I just really wanted to thank Jesspark for all her hard work on the Oberon pictures only thread: it's awesome! Although I have seen all the pictures before, it's just such a pleasure getting to see them all again! And I can't wait to see all the new ones soon, once the new covers start shipping !

And, while re-looking at all the covers, I couldn't help but think that there are bound to be comments/questions popping up concerning the covers...
BTW, have you noticed the differences in red in River Garden? One of them looks almost orange, and I was wondering whether it was just in the pic or really like that...   I kind of like it too, imagining Tree of Life in that color  

P.S. You guys are all great, and I just love reading you all, thank you


----------



## VictoriaP (Mar 1, 2009)

Great idea, Neo!

Keep in mind that dye lots vary, each hide may take the dye differently, cameras, lighting, and your monitor all may cause the color to look diferent.  There may very well be differences between the covers--in fact, I fully expect there are--but the other variables may make two identical covers look dissimilar.

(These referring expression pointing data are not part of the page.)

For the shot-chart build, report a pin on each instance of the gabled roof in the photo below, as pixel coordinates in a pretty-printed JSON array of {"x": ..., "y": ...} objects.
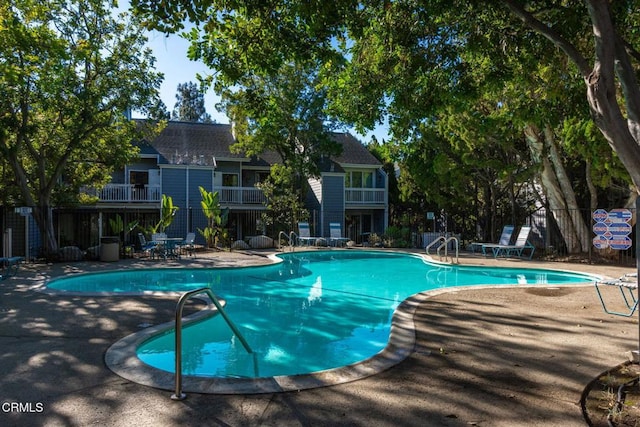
[{"x": 199, "y": 143}]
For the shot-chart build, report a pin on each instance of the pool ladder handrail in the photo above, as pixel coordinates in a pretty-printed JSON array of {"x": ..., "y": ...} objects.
[
  {"x": 445, "y": 243},
  {"x": 294, "y": 242},
  {"x": 179, "y": 395}
]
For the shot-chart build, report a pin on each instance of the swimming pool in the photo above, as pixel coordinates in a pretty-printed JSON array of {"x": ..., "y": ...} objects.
[{"x": 314, "y": 311}]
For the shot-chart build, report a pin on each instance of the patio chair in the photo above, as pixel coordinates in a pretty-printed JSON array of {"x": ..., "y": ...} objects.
[
  {"x": 10, "y": 266},
  {"x": 304, "y": 234},
  {"x": 335, "y": 230},
  {"x": 628, "y": 286},
  {"x": 505, "y": 239},
  {"x": 146, "y": 247},
  {"x": 517, "y": 249},
  {"x": 188, "y": 244}
]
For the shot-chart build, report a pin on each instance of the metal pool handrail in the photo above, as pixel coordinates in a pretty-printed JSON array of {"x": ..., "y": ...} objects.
[{"x": 179, "y": 395}]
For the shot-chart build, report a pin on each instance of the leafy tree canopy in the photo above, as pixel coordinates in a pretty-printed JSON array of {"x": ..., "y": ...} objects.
[
  {"x": 189, "y": 105},
  {"x": 69, "y": 72}
]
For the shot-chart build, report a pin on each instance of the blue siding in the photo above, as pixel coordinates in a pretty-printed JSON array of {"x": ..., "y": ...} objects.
[{"x": 332, "y": 201}]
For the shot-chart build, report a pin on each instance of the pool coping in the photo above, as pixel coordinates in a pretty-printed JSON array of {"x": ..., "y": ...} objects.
[{"x": 121, "y": 357}]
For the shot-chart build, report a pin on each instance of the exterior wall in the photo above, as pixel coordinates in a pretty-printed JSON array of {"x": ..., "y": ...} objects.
[
  {"x": 182, "y": 184},
  {"x": 332, "y": 201}
]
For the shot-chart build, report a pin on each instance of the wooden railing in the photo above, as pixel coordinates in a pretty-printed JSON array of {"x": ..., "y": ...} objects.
[
  {"x": 364, "y": 196},
  {"x": 126, "y": 193},
  {"x": 228, "y": 195}
]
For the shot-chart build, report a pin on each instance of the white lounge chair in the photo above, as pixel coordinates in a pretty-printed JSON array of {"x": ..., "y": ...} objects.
[
  {"x": 628, "y": 286},
  {"x": 505, "y": 239},
  {"x": 517, "y": 249},
  {"x": 336, "y": 237}
]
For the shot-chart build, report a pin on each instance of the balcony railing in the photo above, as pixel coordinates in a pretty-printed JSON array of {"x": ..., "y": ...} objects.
[
  {"x": 364, "y": 196},
  {"x": 126, "y": 193},
  {"x": 119, "y": 193},
  {"x": 241, "y": 196}
]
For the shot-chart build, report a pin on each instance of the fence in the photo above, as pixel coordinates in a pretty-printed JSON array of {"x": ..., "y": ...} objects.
[{"x": 557, "y": 234}]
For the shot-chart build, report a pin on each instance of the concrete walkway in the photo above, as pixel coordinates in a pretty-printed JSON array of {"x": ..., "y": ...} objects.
[{"x": 484, "y": 357}]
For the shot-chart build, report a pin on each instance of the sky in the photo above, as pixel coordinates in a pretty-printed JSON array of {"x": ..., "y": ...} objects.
[{"x": 171, "y": 60}]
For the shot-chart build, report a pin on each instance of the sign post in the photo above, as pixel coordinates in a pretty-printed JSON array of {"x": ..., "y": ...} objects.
[{"x": 636, "y": 357}]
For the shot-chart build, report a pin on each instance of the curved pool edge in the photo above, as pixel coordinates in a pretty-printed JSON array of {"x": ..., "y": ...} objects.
[{"x": 121, "y": 357}]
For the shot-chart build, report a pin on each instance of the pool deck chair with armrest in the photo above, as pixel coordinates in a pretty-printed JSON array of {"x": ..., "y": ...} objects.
[
  {"x": 628, "y": 286},
  {"x": 517, "y": 249},
  {"x": 505, "y": 239},
  {"x": 304, "y": 234},
  {"x": 188, "y": 244},
  {"x": 10, "y": 266},
  {"x": 336, "y": 237},
  {"x": 146, "y": 247}
]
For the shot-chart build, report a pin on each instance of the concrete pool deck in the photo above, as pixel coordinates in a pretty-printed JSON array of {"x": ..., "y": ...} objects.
[{"x": 486, "y": 357}]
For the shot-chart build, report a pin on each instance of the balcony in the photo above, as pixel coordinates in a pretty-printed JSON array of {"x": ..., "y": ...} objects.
[
  {"x": 241, "y": 196},
  {"x": 123, "y": 193},
  {"x": 119, "y": 193},
  {"x": 364, "y": 196}
]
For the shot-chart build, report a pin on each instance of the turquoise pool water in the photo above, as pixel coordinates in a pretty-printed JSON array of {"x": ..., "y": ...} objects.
[{"x": 312, "y": 312}]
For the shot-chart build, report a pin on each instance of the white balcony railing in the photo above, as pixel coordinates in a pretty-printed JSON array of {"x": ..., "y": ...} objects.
[
  {"x": 241, "y": 196},
  {"x": 113, "y": 193},
  {"x": 364, "y": 196},
  {"x": 126, "y": 193}
]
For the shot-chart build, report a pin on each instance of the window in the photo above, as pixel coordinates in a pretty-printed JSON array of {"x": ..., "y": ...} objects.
[
  {"x": 138, "y": 178},
  {"x": 229, "y": 180},
  {"x": 358, "y": 179}
]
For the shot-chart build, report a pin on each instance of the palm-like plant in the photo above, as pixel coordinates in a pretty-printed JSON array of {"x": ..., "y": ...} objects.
[{"x": 216, "y": 217}]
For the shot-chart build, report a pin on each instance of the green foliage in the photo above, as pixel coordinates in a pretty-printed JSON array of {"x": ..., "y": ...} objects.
[
  {"x": 116, "y": 224},
  {"x": 167, "y": 213},
  {"x": 68, "y": 73},
  {"x": 190, "y": 104},
  {"x": 285, "y": 208},
  {"x": 217, "y": 218},
  {"x": 285, "y": 113},
  {"x": 397, "y": 237}
]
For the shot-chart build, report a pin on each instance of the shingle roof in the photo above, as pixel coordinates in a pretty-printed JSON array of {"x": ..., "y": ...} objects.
[{"x": 199, "y": 143}]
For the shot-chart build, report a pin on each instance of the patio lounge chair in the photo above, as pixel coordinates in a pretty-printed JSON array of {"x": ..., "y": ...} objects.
[
  {"x": 628, "y": 286},
  {"x": 336, "y": 237},
  {"x": 304, "y": 234},
  {"x": 146, "y": 247},
  {"x": 10, "y": 266},
  {"x": 188, "y": 244},
  {"x": 517, "y": 249},
  {"x": 505, "y": 239}
]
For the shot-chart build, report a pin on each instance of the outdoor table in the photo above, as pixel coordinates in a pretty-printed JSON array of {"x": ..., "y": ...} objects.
[{"x": 167, "y": 247}]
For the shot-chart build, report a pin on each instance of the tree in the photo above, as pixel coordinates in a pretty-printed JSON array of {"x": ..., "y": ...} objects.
[
  {"x": 285, "y": 113},
  {"x": 216, "y": 217},
  {"x": 190, "y": 104},
  {"x": 284, "y": 207},
  {"x": 265, "y": 35},
  {"x": 69, "y": 72}
]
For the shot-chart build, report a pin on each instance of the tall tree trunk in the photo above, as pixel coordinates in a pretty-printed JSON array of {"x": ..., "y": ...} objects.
[
  {"x": 580, "y": 228},
  {"x": 612, "y": 68},
  {"x": 558, "y": 191},
  {"x": 43, "y": 216}
]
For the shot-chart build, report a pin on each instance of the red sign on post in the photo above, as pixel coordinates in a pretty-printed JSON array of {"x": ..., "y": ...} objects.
[{"x": 612, "y": 229}]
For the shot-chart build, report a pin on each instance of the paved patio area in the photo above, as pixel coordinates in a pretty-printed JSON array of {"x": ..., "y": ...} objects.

The idea behind the image thread is to get a general idea of what a given cover or journal will likely look like in a color not present on the website. 

Most of the red covers have looked like a true red on my color calibrated monitor, but again, I'd expect there would be some variations between them.


----------



## jesspark (Jan 12, 2009)

Aww, you're welcome, Neo! *blush*

I just like seeing things organized, and it's nice to have so many Oberon photos in one place. The main Oberon photo thread is up to thirty-one pages now, so it takes a really long time to go through! Once I'm done with the new thread (well, it'll never be _done_-done because I'll always be able to go back and add more photos, but you know what I mean), I hope that it'll be a good resource for people who are curious about the color variations in Oberon's products: both the differences in dye lots, as VictoriaP mentioned, and the color options that aren't shown on the website. It'll also be convenient if someone asks about, say, the Tree of Life cover, and we can provide one handy-dandy link to several photos in more than just the default color.

Starting this thread was indeed a great idea of yours, BTW! I'm all about discussing those beautiful covers. 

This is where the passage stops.